Danser n’importe où, cela a du sens !
Entretien Boris Charmatz
Création et espaces / Danse et espace public
Publié le 28 février 2017
À la tête du Musée de la danse – CCN de Rennes, Boris Charmatz a souhaité axer son dernier mandat sur la danse dans l’espace public. En témoignent les événements Fous de danse, comme son dernier opus, Danse de nuit.
Dès votre première pièce, À bras-le-corps, vous installez avec Dimitri Chamblas les danseurs au centre du public. Elle peut ainsi être jouée partout.
B.C. : Lors de la création nous cherchions un petit espace pour installer un carré de chaises et avions choisi La Villa Gillet, dédiée à la poésie et à la philosophie. Très vite nous nous sommes rendu compte qu’il était intéressant de la jouer dans des églises, des gymnases, etc. Peut-être est-ce la force de cette chorégraphie, la manière dont nous l’interprétons en vieillissant, mais aussi le fait que lorsque l’on s’allonge, le faire sur du béton lors d’un séminaire de lutte contre le sida, ou dans l’herbe avec des enfants qui vous entourent, sont deux choses très différentes. Cela nous a ouvert les yeux sur la richesse, le sens, de danser n’importe où.
« Il s’agit de traverser des modes de présence radicalement différents. »
Pour Fous de danse, vous avez réuni pendant douze heures danseurs professionnels, amateurs, passants. Quels en sont les enjeux ?
B.C. : L’un des enjeux concerne le Musée de la danse, né il y a huit ans, à Rennes. Nous y avons des manières de modifier, au sein d’un même projet, les postures des visiteurs ou des artistes en présence. Nous avons eu envie d’appliquer ces formats collectifs à l’espace public, qui manque d’art et de liberté. Nous avons alors décidé d’investir une place et d’imaginer comment l’on y passerait de l’exposition vivante à l’échauffement public, de la performance collective à des danses sociales.
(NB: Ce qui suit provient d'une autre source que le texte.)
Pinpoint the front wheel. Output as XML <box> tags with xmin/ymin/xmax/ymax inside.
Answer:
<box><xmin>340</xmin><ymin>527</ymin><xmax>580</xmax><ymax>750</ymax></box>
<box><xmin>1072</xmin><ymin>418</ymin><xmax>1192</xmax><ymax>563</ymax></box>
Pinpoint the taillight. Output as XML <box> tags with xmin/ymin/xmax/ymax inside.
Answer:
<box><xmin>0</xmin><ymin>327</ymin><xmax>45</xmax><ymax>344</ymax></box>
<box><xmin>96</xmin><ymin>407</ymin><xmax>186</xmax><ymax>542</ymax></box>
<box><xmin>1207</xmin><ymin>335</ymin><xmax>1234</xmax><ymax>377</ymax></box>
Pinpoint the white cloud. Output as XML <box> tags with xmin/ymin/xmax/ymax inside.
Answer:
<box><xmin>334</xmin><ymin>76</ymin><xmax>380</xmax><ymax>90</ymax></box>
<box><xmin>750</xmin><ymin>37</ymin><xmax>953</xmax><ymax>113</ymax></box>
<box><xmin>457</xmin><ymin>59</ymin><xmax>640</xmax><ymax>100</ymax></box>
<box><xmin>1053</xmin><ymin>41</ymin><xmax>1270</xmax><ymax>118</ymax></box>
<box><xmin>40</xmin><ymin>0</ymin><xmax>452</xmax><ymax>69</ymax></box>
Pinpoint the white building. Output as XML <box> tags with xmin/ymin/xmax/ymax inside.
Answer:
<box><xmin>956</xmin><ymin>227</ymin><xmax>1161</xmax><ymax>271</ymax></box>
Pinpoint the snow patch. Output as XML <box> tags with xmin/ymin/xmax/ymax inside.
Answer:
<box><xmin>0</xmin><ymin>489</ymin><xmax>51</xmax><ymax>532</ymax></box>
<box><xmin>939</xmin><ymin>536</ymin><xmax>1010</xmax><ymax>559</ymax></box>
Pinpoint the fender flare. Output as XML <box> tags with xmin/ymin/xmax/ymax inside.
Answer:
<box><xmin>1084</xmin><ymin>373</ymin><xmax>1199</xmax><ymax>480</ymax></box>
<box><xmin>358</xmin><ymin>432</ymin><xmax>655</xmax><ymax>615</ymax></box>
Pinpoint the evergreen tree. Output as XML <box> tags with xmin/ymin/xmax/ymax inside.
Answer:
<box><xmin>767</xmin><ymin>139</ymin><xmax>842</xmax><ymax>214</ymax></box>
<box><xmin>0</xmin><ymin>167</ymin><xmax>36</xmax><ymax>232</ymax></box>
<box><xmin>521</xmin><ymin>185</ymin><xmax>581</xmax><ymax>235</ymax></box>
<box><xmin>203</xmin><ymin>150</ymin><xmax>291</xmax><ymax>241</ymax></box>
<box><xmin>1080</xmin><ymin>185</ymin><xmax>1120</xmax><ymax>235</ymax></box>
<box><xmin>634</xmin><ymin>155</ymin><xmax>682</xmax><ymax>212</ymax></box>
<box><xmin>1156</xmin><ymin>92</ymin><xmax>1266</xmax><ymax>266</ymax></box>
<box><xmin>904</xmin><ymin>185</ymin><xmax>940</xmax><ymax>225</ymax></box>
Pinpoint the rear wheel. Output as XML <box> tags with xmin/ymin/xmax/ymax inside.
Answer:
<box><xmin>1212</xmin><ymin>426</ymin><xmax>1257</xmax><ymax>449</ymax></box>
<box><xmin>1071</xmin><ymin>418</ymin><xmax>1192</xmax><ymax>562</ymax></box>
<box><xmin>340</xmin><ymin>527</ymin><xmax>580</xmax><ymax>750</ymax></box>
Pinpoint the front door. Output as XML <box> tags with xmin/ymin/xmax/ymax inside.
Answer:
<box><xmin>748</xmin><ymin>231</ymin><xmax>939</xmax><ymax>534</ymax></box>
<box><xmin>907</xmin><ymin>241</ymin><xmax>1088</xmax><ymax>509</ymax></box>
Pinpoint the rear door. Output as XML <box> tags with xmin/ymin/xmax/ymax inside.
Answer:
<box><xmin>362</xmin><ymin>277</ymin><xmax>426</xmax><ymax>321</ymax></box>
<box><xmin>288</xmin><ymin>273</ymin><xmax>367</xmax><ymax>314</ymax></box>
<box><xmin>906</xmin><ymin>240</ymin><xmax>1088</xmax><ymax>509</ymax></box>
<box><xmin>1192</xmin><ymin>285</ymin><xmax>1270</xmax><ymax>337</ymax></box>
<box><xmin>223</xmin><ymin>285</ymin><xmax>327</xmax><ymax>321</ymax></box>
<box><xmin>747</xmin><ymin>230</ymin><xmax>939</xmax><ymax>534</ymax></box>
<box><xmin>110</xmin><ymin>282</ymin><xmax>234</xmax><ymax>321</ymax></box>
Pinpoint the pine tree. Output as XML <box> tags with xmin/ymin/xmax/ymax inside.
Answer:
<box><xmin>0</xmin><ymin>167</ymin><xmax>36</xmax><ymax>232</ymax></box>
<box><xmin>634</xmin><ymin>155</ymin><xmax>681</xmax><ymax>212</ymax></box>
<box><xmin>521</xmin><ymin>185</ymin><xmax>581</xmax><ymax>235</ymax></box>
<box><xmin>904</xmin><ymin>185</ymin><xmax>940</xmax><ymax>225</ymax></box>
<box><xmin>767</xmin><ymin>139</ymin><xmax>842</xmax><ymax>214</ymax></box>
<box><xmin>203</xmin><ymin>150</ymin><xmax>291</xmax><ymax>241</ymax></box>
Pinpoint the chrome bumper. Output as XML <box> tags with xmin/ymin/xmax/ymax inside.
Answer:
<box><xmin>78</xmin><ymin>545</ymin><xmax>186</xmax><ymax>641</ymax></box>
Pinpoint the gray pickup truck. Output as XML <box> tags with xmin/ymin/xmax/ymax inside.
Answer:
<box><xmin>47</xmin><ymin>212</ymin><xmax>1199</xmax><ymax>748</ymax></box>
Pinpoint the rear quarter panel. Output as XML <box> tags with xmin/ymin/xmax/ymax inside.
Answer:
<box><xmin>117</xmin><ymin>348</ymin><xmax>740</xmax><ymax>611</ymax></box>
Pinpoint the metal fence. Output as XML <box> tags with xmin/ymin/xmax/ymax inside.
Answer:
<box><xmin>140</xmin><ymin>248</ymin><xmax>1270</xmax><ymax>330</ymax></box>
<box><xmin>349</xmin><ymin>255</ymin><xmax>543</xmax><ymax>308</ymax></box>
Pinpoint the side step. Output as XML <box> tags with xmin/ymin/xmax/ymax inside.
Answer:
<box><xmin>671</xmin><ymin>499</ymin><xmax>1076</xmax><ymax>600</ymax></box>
Il s’agit de traverser des modes de présence radicalement différents. C’est vite devenu quelque chose de très important pour nous puisque la dernière édition nous a permis de toucher 16 000 personnes en une journée. D’autre part, il y a aujourd’hui beaucoup d’assemblées citoyennes et nous avons souhaité avec Fous de danse inventer, en résonnance, une assemblée chorégraphique. La danse est peut-être le médium le plus approprié à l’espace public, mais pas seulement dans une idée de consensus, de fête. Nous présentons également des spectacles complexes, des identités très particulières, qui font vivre les différences.
Votre dernière pièce, Danse de nuit, créée pour l’extérieur, a-t-elle aussi une dimension politique ?
B.C. : Si Danse de nuit est politique, elle l’est ni plus ni moins que Fous de danse. Je dirais qu’elle est aussi intime, puisqu’il s’agit d’une confrontation d’émotions liées à la caricature, de réflexions vite esquissées sur la durée de vie du dessin, de la danse. C’est une pièce militante car créée pour l’extérieur, pour la nuit. Elle prend le risque qu’il fasse froid ou chaud, du bruit et de la lumière de la ville. Elle résiste aux aléas extérieurs et j’aime l’idée qu’elle est encore plus tous terrains qu’À bras-le-corps.
Propos recueillis par Delphine Baffour
A propos de l'événement
À bras-le-corps / Danse de nuitdu jeudi 16 mars 2017 au mardi 11 avril 2017
À bras-le-corps de Boris Charmatz et Dimitri Chamblas : Palais Garnier, Opéra national de Paris, place de l'Opéra 75009 Paris. Interprétation Boris Charmatz et Dimitri Chamblas, le 18 mars à 19h, interprétation Stéphane Bullion et Karl Paquette, danseurs Etoiles, les 16, 25, 28, 30 mars à 19h, le 22 mars à 20h30, le 2 avril à 12h. Tél. 08 92 89 90 90. Durée : 0h40.
Egalement le 28 mars au Théâtre de Cachan sur une invitation de La Briqueterie, CDC du Val-de-Marne.
Danse de nuit de Boris Charmatz : TAP Théâtre et Auditorium de Poitiers, 1 bd de Verdun 86000 Poitiers. Les 10 et 11 avril à 21h30. Tél. 05 49 39 29 29. Durée : 1h15.